A partir do próximo mês de outubro, Jorge Palma dará cinco concertos especiais, debruçando-se, em cada um deles, sobre vários dos seus álbuns mais marcantes. O encontro está marcado para o Teatro Tivoli, em Lisboa, onde atuará com a sua banda, e para o Capitólio, do outro lado da Avenida da Liberdade, onde promete “partir tudo” com o reunido Palma's Gang. A viagem por um passado muito presente, porém, começou nesta noite de domingo, com um espetáculo delicado mas vigoroso nos jardins do Palácio Baldaya, em Benfica. Perante uma plateia sentada e atentíssima, bebendo cada palavra e nota do seu herói, um dos grandes autores da música portuguesa começou por recordar “Só”, o álbum de voz & piano de 1991, precisamente nesse formato. Nos generosos encores, passou por outros temas, seus e de alguns dos artistas que admira, numa espécie de homenagem aos gigantes em cujos ombros se apoia para erigir a sua própria obra. “Obrigada por me proporcionarem esta alegria”, agradeceu a certa altura, com uma humildade que pontuou toda a noite, a par da vontade de tocar estas canções que mil vezes lhe terão saído dos dedos com charme, graça e acerto.
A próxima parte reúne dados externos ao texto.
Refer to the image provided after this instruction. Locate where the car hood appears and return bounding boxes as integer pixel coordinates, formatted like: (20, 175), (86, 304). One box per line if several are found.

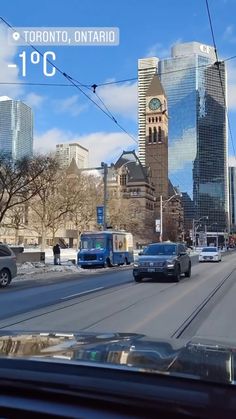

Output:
(0, 332), (236, 384)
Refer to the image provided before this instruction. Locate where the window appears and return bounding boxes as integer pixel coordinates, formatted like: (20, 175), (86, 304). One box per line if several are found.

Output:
(153, 127), (157, 143)
(120, 174), (127, 186)
(148, 128), (152, 144)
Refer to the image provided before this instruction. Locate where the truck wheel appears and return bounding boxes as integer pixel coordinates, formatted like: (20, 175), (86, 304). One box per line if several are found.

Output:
(0, 268), (11, 288)
(185, 262), (191, 278)
(174, 266), (180, 282)
(104, 258), (112, 268)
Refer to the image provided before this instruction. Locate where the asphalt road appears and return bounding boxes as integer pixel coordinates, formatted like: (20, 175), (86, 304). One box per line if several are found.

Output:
(0, 254), (236, 338)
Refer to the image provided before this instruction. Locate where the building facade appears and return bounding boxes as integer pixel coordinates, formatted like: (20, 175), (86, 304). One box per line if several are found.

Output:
(56, 143), (89, 169)
(138, 57), (158, 166)
(229, 166), (236, 233)
(108, 151), (156, 244)
(0, 96), (33, 160)
(140, 42), (229, 235)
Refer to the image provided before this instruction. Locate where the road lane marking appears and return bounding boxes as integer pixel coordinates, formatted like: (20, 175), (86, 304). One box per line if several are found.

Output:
(60, 287), (105, 300)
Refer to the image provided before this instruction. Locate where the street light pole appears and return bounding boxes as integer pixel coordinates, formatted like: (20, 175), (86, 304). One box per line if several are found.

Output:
(160, 193), (182, 242)
(101, 162), (108, 230)
(160, 195), (163, 242)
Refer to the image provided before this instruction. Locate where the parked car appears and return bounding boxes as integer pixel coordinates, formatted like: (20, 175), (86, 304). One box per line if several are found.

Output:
(133, 242), (191, 282)
(0, 243), (17, 288)
(198, 246), (222, 262)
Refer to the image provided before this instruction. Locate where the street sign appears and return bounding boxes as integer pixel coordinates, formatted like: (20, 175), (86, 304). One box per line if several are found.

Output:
(155, 220), (161, 233)
(97, 206), (104, 224)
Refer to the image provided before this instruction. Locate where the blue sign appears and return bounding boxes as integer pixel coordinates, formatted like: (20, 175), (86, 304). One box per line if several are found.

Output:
(97, 206), (104, 224)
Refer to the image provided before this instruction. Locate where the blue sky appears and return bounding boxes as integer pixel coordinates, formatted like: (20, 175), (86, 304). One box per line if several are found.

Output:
(0, 0), (236, 184)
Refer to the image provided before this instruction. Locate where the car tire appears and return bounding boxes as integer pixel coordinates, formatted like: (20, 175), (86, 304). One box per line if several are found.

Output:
(0, 268), (11, 288)
(174, 266), (180, 282)
(185, 262), (191, 278)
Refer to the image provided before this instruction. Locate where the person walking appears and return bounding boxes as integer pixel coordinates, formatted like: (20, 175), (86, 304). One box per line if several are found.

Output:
(53, 243), (61, 265)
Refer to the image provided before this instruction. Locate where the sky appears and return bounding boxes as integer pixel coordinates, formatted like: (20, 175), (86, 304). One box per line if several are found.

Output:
(0, 0), (236, 186)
Tudo começou pouco depois das nove da noite, numa solidão que espelha a natureza de “Só”, o álbum que esta noite se revisita. Ideia de Tó Zé Brito, na altura diretor de A&R da editora Polygram, o único disco a solo de Jorge Palma na década de 90 nasceu nos estúdios da Valentim de Carvalho, em Paço de Arcos, na companhia singela de um piano Steinway e cinco microfones, como recordaram os envolvidos na gravação há seis anos, numa entrevista ao “Observador”. Para aquela semana de gravações, solitárias mas descontraídas, o músico, que acabara de lançar “Bairro do Amor”, escolheu 15 canções do seu repertório que aguentassem ser reduzidas ao seu esqueleto, e tocadas apenas ao piano, e acabou por gravar um álbum emblemático, cristalizando para a posteridade versões de temas seus, nalguns casos com arranjos criados para a ocasião.
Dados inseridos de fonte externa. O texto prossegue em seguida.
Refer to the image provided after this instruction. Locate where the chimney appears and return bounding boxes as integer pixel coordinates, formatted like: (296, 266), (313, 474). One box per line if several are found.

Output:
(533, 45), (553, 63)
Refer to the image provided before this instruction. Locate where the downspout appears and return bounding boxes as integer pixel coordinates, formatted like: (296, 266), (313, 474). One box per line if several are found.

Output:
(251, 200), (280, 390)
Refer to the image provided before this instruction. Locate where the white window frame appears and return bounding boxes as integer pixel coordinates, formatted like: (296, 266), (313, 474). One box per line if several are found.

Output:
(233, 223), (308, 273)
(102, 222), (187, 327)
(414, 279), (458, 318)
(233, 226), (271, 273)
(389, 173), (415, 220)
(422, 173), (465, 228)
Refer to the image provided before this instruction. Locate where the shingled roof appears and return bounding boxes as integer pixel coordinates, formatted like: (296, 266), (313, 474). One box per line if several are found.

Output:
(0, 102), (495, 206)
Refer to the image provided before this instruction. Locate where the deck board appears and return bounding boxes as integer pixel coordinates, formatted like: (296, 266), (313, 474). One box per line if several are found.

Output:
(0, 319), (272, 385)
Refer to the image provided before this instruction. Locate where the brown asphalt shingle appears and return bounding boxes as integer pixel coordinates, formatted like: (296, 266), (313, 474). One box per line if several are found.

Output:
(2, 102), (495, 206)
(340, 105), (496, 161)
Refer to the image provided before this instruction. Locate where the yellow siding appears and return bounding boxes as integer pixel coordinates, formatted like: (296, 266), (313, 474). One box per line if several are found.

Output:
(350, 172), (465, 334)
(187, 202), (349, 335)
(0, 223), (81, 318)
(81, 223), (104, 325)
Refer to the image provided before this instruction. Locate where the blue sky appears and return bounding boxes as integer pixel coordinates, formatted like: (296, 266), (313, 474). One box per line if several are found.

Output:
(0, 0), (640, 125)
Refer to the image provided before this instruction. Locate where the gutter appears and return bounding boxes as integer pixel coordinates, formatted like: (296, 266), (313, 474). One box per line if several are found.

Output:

31 outonos mais tardes, nos jardins de um palácio do século XVIII, é mais uma vez às suas canções e ao seu piano - desta feita, um Yamaha - que Jorge Palma vai entregar a sua fé. Consigo, o artista de 72 anos traz também um caderno com aquilo a que chama “cábulas” - auxiliares de memória que, à primeira brisa mais forte, esvoaçam e caem do piano. O homem da noite ri, o seu assistente - munido de uma mola - resolve e tem começo o recital, com ‘Uma Viagem na Palma da Mão’, da estreia homónima de 1975. Quem sabe se nervoso como nas provas do Conservatório, onde contou ter sido o aluno mais velho da escola, Jorge Palma não precisa de cábulas para a voz cálida com que aquece esta noite outonal. Se, durante as gravações de “Só”, a intenção passou por captar “os sentimentos”, como se explica no mesmo artigo já referido, neste domingo todos eles parecem ter sido libertados a contento. E o público teve nessa partilha um papel importante.
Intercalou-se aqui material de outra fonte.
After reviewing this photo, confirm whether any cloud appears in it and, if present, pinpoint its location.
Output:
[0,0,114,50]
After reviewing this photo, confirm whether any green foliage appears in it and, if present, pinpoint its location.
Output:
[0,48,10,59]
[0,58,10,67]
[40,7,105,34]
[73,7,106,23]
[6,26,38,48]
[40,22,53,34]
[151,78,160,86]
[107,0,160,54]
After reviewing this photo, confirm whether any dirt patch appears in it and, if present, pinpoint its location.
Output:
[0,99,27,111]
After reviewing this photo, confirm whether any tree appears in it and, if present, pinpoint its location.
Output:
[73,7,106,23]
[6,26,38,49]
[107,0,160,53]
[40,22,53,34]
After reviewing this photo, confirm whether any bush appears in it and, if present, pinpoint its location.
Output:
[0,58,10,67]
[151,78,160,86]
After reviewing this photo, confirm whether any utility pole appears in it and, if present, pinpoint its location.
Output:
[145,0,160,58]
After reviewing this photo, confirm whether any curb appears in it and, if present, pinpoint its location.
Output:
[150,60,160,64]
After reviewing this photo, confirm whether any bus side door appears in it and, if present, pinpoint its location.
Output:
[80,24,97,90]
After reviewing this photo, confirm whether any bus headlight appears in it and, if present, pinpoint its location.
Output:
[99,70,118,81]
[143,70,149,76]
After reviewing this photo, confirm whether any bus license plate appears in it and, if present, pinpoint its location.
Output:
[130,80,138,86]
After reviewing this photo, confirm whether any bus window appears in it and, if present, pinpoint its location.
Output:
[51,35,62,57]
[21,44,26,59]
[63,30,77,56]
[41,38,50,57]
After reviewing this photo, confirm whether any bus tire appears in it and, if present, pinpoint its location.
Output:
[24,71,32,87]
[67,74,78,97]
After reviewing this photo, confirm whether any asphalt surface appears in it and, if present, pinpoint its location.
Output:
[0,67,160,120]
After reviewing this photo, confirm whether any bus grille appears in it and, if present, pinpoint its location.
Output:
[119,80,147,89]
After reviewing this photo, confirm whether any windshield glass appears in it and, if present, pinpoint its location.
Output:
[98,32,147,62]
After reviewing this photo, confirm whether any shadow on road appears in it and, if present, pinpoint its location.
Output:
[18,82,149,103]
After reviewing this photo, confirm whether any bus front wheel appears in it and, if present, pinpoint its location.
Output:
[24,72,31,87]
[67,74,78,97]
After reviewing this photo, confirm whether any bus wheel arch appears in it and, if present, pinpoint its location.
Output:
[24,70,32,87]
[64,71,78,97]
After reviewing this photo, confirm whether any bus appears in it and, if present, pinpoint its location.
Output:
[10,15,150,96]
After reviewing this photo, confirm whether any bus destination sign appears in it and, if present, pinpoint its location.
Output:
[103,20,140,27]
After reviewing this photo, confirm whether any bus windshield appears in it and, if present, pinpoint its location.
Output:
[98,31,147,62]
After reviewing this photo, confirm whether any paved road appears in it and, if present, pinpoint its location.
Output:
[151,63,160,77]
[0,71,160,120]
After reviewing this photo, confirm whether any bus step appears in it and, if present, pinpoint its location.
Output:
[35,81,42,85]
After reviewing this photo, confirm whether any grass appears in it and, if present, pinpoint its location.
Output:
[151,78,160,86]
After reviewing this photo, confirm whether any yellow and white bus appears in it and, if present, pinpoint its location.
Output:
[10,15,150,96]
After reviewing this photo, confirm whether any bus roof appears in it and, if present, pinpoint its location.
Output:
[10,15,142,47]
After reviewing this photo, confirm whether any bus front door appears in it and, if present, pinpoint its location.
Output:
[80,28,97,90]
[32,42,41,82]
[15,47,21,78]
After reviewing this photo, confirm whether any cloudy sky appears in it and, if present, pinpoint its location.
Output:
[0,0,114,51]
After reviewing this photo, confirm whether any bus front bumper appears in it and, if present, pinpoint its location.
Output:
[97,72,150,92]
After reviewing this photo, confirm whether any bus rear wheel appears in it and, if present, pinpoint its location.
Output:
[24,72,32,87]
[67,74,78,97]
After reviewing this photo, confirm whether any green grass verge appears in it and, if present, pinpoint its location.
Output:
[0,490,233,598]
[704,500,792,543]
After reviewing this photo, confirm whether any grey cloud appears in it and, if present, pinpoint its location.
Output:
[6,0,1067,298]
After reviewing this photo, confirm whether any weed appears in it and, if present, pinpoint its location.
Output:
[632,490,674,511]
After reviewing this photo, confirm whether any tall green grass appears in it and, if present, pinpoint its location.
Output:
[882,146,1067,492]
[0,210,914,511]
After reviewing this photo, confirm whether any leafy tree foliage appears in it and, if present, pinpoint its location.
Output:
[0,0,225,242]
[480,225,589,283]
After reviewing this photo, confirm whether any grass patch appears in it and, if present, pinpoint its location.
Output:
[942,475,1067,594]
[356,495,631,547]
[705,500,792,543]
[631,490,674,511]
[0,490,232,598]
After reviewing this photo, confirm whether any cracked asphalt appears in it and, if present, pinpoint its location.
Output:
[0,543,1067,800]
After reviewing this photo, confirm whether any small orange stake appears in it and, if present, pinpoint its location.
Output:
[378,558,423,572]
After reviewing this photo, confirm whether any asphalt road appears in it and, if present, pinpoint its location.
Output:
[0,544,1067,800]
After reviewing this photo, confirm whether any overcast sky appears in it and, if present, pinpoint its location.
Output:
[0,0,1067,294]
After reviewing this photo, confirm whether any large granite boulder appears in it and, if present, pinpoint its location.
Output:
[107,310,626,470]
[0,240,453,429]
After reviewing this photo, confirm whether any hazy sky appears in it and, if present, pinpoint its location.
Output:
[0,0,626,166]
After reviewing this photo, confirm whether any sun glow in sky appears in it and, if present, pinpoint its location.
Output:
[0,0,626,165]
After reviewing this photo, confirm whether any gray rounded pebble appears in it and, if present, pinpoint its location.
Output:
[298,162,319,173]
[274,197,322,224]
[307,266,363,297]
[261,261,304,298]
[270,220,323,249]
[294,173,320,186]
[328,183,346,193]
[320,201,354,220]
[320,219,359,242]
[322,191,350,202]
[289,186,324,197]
Logo ao segundo tema, ‘O Meu Amor Existe’, a plateia sussurra o corolário lógico do poema. Seguem-se ‘Na Terra dos Sonhos’, com Jorge Palma a aplicar iguais doses de ternura e da boémia que outrora o animou, e uma introdução pomposa para ‘Deixa-me Rir’, êxito que solta, na plateia, os primeiros gritos de entusiasmo e também o primeiro de muitos coros acertados. Numa noite de sorte, o público pôde ouvir, sem mais delongas, outro dos êxitos do cantautor: ‘Dá-me Lume’. E, por muito que o português médio já tenha visto, provavelmente, pelo menos um concerto de Jorge Palma na vida, não deixam de espantar alguns pilares do seu espetáculo. O primeiro é a aparente simplicidade como parte da sua paixão por música clássica, folk, rock ou música popular portuguesa para confecionar uma poção tão personalizada e inconfundível. A outra é o milagre de canções de décadas distantes, e distintas, estarem a envelhecer da melhor forma, ou seja, ganhando significados, nuances e corpo.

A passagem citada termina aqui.